Alla fine di questa storia, l’autrice scrive queste righe che riporto sotto e che mi fanno pensare a molte cose rispetto al mio modo di comunicare, a quello di noi esseri umani, a come talvolta le parole fanno fatica ad uscire e quando lo fanno sono guardinghe e sul piede di guerra e a quanto tutto questo sia doloroso. E penso anche all’ermellino che ha la tana nel muretto di fronte a casa mia e che forse è più libero di noi nel non avere scelta e nel non poter evitare di avventurarsi fuori affrontando il rischio che ci sia la volpe nei paraggi per esempio, o addirittura il lupo, perché ne va del suo esistere. E lui sa bene di cosa ha necessità per vivere.
“L’impossibilità di capirsi corre sul filo della comunicazione. Tra uomo e donna, tra adulti e bambini, tra bambini. La disparità del potere distorce la comunicazione, obbliga a sorvegliare quello che si dice, a stare in guardia, uccide la fiducia e l’amicizia. Le parole non sono usate per dire, per esprimere, per raccontarsi, servono per nascondere, eludere, difendersi, hanno un significato esplicito che raramente corrisponde a quello autentico.

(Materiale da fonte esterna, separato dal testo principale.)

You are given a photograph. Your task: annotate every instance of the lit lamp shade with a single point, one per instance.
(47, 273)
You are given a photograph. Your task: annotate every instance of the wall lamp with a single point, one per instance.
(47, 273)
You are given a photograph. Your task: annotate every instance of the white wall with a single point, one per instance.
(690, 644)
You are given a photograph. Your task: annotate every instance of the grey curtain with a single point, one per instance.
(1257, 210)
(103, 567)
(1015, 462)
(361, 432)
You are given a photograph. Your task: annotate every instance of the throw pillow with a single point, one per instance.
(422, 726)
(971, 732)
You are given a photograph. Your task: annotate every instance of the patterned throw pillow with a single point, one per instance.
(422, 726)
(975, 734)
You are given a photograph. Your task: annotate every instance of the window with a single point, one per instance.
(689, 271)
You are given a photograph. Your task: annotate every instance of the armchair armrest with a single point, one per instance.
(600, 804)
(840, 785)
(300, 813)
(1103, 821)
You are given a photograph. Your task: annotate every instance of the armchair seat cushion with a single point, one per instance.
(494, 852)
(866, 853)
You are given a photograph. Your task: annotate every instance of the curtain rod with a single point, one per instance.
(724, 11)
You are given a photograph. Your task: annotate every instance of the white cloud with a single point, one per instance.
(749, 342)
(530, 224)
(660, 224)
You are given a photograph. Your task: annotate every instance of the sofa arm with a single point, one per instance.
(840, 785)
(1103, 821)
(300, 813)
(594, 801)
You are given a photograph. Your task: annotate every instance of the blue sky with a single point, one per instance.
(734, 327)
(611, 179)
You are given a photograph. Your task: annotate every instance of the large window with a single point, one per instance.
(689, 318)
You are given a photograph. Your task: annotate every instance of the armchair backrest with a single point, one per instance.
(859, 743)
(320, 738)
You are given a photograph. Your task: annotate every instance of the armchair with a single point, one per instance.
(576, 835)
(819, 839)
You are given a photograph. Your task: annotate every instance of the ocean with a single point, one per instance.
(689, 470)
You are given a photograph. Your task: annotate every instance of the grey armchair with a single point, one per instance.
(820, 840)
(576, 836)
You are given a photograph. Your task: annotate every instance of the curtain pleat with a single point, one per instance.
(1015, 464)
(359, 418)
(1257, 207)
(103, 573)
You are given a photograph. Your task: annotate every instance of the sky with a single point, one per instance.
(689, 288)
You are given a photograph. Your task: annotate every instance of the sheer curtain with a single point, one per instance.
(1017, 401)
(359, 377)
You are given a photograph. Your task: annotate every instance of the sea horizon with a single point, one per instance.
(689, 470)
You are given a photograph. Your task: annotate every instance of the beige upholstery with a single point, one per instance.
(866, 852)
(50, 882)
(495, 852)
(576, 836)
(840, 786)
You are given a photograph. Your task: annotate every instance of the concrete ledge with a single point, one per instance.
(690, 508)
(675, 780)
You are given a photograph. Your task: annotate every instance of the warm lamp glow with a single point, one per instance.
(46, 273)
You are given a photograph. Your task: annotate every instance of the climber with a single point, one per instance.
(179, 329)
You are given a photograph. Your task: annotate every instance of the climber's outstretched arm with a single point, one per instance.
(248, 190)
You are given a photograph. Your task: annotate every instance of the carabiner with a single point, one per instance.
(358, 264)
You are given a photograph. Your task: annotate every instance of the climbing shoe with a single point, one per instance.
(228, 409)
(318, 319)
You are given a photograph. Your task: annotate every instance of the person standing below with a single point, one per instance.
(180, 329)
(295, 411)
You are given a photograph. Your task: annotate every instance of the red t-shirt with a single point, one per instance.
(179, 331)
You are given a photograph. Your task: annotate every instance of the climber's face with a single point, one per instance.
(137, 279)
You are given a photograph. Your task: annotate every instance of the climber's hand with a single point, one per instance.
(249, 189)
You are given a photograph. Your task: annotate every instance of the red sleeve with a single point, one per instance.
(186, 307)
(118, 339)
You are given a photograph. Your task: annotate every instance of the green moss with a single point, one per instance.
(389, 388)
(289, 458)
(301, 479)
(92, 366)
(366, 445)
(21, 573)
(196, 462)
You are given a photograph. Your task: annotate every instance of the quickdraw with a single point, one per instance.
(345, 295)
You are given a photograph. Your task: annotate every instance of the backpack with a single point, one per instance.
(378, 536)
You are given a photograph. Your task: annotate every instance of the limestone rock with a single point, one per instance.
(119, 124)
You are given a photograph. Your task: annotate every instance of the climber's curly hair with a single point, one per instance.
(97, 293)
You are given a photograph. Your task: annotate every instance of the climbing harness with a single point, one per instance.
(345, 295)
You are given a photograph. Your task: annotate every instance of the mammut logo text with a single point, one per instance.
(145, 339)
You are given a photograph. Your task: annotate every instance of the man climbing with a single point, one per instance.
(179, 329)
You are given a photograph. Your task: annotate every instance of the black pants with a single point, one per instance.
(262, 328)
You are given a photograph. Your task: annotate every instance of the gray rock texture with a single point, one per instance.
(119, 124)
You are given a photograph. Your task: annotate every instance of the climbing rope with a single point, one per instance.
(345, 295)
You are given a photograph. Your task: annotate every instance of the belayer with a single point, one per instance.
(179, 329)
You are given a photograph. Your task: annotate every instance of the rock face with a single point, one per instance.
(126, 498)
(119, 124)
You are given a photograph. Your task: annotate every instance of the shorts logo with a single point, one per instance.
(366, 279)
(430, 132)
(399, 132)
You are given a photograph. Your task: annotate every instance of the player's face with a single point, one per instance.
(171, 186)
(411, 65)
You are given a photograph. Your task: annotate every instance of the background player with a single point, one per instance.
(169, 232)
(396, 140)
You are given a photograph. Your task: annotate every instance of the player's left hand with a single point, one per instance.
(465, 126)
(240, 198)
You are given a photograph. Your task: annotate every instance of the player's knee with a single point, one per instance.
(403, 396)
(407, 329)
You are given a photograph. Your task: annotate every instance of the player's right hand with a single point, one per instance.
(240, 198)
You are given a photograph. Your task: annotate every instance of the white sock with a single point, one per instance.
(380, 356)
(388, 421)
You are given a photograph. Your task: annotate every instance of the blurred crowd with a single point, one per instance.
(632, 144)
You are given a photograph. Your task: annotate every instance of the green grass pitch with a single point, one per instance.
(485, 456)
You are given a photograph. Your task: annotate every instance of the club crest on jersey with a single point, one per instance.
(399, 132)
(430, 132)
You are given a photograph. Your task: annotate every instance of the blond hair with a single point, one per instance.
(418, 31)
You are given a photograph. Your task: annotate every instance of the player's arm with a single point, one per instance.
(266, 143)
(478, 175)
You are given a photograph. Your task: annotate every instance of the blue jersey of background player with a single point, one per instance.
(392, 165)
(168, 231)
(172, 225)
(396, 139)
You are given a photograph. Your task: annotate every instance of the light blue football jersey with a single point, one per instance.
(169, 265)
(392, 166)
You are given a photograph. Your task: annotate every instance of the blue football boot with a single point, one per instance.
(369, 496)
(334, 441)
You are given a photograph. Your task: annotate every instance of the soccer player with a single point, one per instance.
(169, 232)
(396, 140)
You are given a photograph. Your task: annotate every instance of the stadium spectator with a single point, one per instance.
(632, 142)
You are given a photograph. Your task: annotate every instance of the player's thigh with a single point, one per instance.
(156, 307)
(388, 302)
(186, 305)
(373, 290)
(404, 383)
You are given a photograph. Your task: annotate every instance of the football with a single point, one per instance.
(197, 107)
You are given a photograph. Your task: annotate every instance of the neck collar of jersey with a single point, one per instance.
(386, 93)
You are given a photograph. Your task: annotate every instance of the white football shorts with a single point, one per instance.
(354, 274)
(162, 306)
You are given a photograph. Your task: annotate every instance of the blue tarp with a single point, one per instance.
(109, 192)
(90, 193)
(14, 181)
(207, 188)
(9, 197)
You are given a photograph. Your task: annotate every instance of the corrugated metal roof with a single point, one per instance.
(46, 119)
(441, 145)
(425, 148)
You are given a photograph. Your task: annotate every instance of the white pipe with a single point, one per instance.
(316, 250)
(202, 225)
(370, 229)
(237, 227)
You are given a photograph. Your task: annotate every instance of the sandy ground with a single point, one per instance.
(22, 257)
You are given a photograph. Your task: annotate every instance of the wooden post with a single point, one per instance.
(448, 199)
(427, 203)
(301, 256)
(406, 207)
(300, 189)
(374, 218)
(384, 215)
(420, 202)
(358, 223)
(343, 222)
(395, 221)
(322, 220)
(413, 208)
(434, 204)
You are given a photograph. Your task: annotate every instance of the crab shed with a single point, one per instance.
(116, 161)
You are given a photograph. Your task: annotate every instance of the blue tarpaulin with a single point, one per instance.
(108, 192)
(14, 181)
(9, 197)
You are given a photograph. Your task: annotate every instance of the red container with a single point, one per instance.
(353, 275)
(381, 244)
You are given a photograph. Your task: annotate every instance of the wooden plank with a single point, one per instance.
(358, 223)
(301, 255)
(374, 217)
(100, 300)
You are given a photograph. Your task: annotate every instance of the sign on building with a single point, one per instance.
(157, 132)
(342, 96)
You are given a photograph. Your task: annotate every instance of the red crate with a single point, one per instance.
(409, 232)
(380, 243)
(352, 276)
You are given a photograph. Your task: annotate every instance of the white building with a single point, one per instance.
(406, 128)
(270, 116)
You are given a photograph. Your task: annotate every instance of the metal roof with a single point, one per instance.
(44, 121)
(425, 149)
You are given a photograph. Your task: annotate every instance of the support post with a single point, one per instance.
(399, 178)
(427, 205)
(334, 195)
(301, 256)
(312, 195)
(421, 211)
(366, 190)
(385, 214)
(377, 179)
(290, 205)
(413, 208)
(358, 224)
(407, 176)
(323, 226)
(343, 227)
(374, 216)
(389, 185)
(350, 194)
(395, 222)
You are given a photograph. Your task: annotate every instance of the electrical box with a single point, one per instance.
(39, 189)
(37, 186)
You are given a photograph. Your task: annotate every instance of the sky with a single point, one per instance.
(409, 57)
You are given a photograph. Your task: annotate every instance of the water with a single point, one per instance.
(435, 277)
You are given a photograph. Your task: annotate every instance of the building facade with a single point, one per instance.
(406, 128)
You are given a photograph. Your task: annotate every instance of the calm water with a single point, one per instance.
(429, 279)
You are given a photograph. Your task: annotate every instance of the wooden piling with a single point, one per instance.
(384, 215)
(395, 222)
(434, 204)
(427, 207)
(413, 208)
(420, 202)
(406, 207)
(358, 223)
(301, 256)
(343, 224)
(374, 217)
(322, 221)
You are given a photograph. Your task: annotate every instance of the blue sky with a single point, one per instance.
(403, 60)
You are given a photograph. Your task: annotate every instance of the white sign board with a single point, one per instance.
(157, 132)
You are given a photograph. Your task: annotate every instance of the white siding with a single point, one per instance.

È come se le parole usuali, quotidiane, uscissero per esplorare, per tastare il terreno e orientarsi, caute e neutre, in attesa del momento in cui sarà possibile uscire allo scoperto e non parlare più di cose, di avvenimenti, di fatti, ma di emozioni, di sentimenti, di stati d’animo. Di se stessi. Momento che può non presentarsi mai per vite intere, sempre atteso come un miracolo e sempre scavallato, negato, contraddetto da altre parole senza vita e senza amore che finiscono per essere le sole a poter essere pronunciate.”
Le nostre parole guardinghe, che difendono territori, che fissano confini, che invece di svelarci, ci nascondono e che invece di avvicinarci, ci allontanano. Parole piatte e di corto respiro in luogo di parole che vorremmo sentire e vorremmo pronunciare. E che possono rimanere chiuse nella tana per sempre e mai mostrarci nella nostra autenticità.
E allora è questo l’augurio che voglio fare per il nuovo anno che verrà: che ognuno e ognuna di noi possa trovare le proprie parole per dire di se, delle proprie emozioni e dei propri stati d’animo. Dei desideri e delle aspirazioni. Della vita e dell’amore che scorre. Della gratitudine che si prova. E che queste parole possano uscire dalle nostre tane, disarmate e disarmanti, paritarie e mostrarsi con chiarezza e in tutta la pienezza della nostra vulnerabilità.
Parole che nutrano la nostra umanità e siano cibo per il nostro vivere.
E che possano trovare orecchie aperte e sensibili in cui risuonare. Tra empatia, accoglienza, tenerezza, reciprocità.
E di parola in parola e di orecchio in orecchio, che la vita possa uscire alla luce e fiorire!